Suriye
Kürtlerine kendi kaderlerini tayin hakkı
tanınmalıdır
26-28 Ekim tarihlerinde Qamişlo’da toplanan Suriye
Kürtleri Ulusal Konferansı sonuç bildirgesinde Kürtlerin
Suriye’de ikinci büyük ve temel grubu oluşturduğu
bildirildi. Bildiride, Kürtlerin ulusal haklarının
anayasal güvenceye alınıp kendi kaderini tayin
etme hakkının tanınmasına vurgu yapıldı.
Bilindiği gibi bir müddet önce Qamişlo’da Kürt
siyasi parti temsilcileri, insan hakları savunucuları,
gençlik ve kültür aktivistleri, aydın, yazar ve bağımsız
şahsiyetler ile medya mensuplarının katıldığı
Suriye Kürtleri Ulusal Konferansı toplanmıştı.
Konferans sonucu aşağıdaki bildiri kamuoyuna
sunuldu;
Suriye Kürtleri Ulusal Konferansı Bildirisi
26 Ekim 2011 tarihinde Suriye Yurtsever Kürt Partilerinin
çağrısı üzerine toplanan ve 250’yi aşkın
yurtsever kişi ve şahsiyetler, siyasi parti
temsilcilerinin, gençlik grubu temsilcilerinin, insan
hakları örgütleri temsilcileri, toplumsal ve kültür
aktivistleri, medya mensuplarının katıldığı
bir konferans Qamişlo kentinde aşağıdaki
şiarlar altında toplandı:
-Ulusal onur ve özgürlük için sokaklara dökülen Suriye
halkının taleplerini gerçekleştirmek.

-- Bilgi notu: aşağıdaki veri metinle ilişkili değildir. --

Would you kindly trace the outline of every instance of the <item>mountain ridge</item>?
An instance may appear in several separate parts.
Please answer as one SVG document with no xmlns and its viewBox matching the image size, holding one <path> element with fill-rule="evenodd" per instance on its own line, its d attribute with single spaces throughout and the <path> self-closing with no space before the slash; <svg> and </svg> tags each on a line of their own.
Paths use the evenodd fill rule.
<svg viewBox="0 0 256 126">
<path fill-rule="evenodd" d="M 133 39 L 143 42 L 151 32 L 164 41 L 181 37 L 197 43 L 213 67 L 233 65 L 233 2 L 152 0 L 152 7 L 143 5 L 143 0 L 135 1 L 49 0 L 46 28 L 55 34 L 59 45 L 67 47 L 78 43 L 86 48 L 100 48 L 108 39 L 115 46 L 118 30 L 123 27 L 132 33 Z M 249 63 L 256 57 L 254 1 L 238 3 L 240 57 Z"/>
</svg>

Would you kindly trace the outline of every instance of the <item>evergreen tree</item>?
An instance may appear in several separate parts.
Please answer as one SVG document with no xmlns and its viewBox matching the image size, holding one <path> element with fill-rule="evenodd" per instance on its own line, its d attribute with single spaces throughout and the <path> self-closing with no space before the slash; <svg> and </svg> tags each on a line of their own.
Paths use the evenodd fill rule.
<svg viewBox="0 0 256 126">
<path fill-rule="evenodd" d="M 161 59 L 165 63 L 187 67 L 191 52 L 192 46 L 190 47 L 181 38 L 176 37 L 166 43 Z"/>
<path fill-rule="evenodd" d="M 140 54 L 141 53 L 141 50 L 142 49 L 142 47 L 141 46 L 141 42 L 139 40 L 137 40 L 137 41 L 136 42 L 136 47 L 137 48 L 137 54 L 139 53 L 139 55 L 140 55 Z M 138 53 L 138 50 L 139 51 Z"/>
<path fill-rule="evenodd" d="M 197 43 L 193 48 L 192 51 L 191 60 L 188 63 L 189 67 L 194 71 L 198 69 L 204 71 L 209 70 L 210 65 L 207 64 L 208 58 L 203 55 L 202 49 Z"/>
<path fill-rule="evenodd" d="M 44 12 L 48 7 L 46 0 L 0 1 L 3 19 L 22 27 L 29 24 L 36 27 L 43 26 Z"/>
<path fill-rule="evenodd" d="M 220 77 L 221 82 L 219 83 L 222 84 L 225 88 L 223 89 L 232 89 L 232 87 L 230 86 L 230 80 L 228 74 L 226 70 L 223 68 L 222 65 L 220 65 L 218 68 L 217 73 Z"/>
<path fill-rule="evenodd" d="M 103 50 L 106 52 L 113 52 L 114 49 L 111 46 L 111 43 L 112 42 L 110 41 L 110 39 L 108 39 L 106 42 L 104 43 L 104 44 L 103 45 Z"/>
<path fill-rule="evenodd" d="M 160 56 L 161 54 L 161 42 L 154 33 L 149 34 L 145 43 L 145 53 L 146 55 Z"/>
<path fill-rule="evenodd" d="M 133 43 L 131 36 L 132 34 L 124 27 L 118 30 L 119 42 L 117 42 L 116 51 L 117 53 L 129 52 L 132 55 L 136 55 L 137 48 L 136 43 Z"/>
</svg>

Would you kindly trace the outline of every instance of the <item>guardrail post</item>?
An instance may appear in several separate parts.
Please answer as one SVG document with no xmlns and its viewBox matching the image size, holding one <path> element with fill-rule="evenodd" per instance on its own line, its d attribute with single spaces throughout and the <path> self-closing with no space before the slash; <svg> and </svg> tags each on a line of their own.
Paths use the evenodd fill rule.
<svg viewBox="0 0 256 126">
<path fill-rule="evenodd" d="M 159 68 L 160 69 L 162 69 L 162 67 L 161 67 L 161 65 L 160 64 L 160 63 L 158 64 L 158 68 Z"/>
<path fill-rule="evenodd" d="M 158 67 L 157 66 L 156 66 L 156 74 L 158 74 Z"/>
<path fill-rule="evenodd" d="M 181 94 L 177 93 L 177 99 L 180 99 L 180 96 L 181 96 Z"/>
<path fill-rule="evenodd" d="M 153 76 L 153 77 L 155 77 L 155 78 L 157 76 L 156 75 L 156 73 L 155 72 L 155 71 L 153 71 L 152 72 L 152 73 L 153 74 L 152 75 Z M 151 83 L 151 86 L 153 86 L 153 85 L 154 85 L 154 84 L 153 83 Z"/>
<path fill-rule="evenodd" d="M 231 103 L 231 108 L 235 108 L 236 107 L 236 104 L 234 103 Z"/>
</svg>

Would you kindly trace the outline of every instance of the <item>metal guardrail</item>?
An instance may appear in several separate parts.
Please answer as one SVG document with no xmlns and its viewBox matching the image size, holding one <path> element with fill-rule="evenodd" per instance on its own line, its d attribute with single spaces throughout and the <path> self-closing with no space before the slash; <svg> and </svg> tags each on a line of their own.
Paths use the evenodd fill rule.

Anayasada
Kürtlerin de Suriye halkını oluşturan başlıca
gruplardan birisi olduğunu kabul edilmesi.
-Ulusal, dini, mezhebi ayrımcılığa
son, tüm Suriye halklarını temsil eden demokratik,
laik bir yönetim.
-Baskı ve sindirmeye son. Tüm düşünce tutuklularına
özgürlük.
Konferans, Suriye ve Kürdistan marşlarının
okunması ve özgürlük şehidleri anısına
yapılan saygı duruşu ile başladı.
Daha sonra konferans en yaşlı Kürt partisinin
genel sekreteri tarafından açılış
konuşması yapıldı. Konferansın
genel konuşmasını da en genç parti sekreteri
yaptı. Konferans oturumlarının yürütülmesi
ve teknik işler için bir komite seçiminden sonra
siyasi rapor ve siyasi işbirliği için hazırlanan
öneriler okundu. Raporun tartışılması
ve farklı farklı önerilerin dile getirilmesinden
sonra önerileri birleştirecek ve işbirliği
metnine son şeklini verecek bir komite oluşturulması
kararlaştırıldı. Aşağıdaki
önemli kararlar alındı;
a-Ülke bazında: Konferans şu anda ülkede
yaşanan siyasi krizin sorumlusunun rejim olduğunu
tekrarlar. Çünkü, 1963 yılında askeri darbe
ile iktidara gelen Baas rejimi hak ve özgürlükleri kısıtlayan
ve yok eden bir politika yürüttü. Rejim, halkın taleplerini
karşılama ve ekonomiyi geliştirme de başarılı
olamadı, yolsuzluk, işsizlik ve yoksulluk arttı.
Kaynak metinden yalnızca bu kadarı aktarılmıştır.